Fonterra had assessed the potential financial implications of the decision and made "a prudent decision to revise its forecast earnings per share range for the 2017/18 financial year to 35 to 45 cents, down from 45 to 55 cents," the company said. The decision wouldn't impact the company's forecast farmgate milk price, currently at $6.75 per kilogram of milk solids.
"In the share price you've seen an element of relief, albeit on low volume" said Rickey Ward, NZ equity manager at JBWere. "There's an issue that had been overhanging the company, which could be enormously material, which has been resolved, and it doesn't appear there's any desire to pursue recourse on this."
"It's full and final, it provides clarity and therefore investors can start to analyse or take a view of the company on fundamentals now, rather than this issue that's been lurking in the background," Ward said.
"It could have been quite stressful for them if it had been at the upper end of what some people were suggesting. The company would have been capable of addressing it, but they would have had to find a way of addressing it which might not have pleased the unitholders in the shareholders' fund."
Ward said the Fonterra news had dominated the market today, and the market was quieter today following yesterday's $1.48 billion in turnover on MSCI reweighting.

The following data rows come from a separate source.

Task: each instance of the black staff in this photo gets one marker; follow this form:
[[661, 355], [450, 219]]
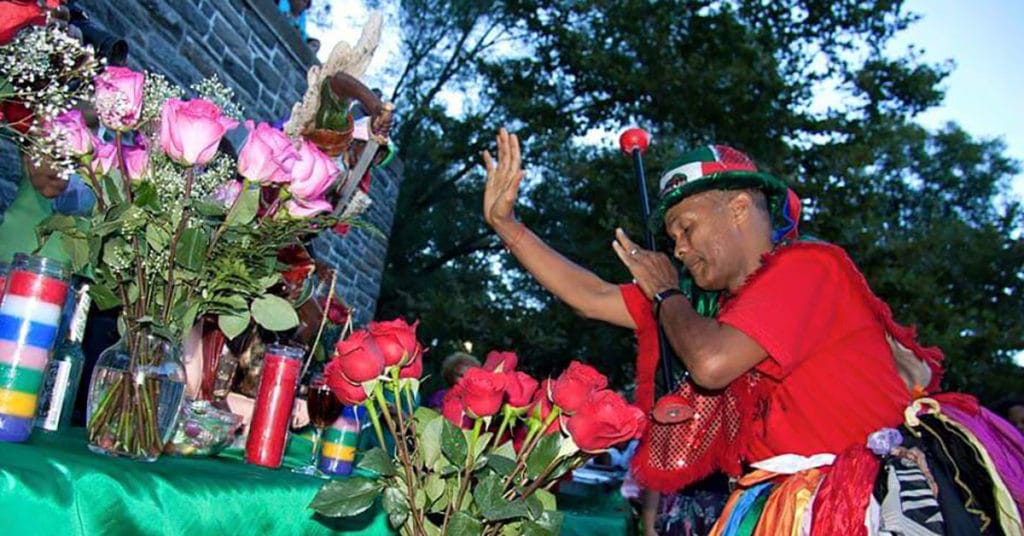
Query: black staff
[[634, 142]]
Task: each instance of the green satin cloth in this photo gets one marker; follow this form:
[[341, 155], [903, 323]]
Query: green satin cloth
[[603, 512], [53, 484]]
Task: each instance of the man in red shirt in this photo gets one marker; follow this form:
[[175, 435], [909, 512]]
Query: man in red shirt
[[825, 369]]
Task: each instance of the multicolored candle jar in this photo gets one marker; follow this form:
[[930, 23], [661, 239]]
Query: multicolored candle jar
[[279, 381], [340, 442], [30, 320], [4, 270]]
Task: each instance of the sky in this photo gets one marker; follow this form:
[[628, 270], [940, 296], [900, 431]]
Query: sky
[[983, 91], [979, 37]]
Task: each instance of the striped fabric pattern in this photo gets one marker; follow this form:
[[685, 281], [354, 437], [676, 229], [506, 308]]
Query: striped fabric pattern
[[340, 442]]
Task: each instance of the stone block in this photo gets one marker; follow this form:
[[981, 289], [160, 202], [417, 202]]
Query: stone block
[[236, 39], [196, 23], [229, 10], [199, 57]]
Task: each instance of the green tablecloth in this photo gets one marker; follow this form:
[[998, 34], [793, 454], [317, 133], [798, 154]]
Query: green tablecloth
[[54, 485]]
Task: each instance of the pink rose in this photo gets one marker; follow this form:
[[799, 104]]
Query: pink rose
[[506, 360], [396, 340], [119, 97], [267, 156], [76, 136], [136, 159], [312, 174], [520, 387], [190, 130], [604, 421], [358, 358], [299, 208], [347, 393], [573, 387], [482, 392], [104, 157]]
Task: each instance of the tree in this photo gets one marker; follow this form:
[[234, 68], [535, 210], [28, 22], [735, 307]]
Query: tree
[[924, 213]]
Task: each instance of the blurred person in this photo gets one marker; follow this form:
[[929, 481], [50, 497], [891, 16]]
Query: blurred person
[[296, 12], [1013, 411], [453, 369]]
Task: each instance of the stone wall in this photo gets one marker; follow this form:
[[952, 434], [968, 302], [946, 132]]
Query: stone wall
[[255, 51]]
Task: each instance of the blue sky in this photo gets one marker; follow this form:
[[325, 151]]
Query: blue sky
[[983, 91], [979, 37]]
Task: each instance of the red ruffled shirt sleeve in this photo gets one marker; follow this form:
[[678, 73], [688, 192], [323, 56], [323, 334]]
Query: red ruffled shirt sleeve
[[639, 308], [790, 306]]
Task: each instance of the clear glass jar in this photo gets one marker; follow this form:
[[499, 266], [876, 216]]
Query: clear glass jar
[[135, 396]]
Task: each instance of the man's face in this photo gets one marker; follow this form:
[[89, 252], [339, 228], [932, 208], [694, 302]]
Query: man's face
[[707, 241]]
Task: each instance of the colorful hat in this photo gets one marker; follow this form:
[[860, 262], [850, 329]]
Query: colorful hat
[[721, 167]]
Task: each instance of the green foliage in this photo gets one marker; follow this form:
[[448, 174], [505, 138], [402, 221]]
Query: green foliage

"You've got a bit of a remnant of that indexation that occurred yesterday, rightly or wrongly it feels like a follow on from that," Ward said.
"It was the biggest day I can ever recall. It was also the end of the month, not the middle of the month - people get into report writing so the attention is not on the market on the following day of the month, it tends to be head down, writing reports. You've got an element of that in the market at the moment."
Freightways was the worst performer, down 2.5 per cent to $7.80, while Precinct Properties fell 2.3 per cent to $1.30 and Z Energy dropped 2.1 per cent to $7.63.
Vital Healthcare Property Trust fell 0.7 per cent to $2.185. It has bought Acurity Health Group's Royston hospital for $54 million, having got Overseas Investment Office approval to acquire two other hospitals in the private operator's portfolio.
Outside the benchmark index, Hallenstein Glasson Holdings rose 4.4 per cent to $3.56. It said its clothing retail chains had traded strongly so far this summer, with increased sales and margins.
Sales for the first 17 weeks of the new financial year, from August 2 to November 30, were 15 per cent ahead of the same period last year, and gross margin had improved, the Auckland-based retailer said in a statement.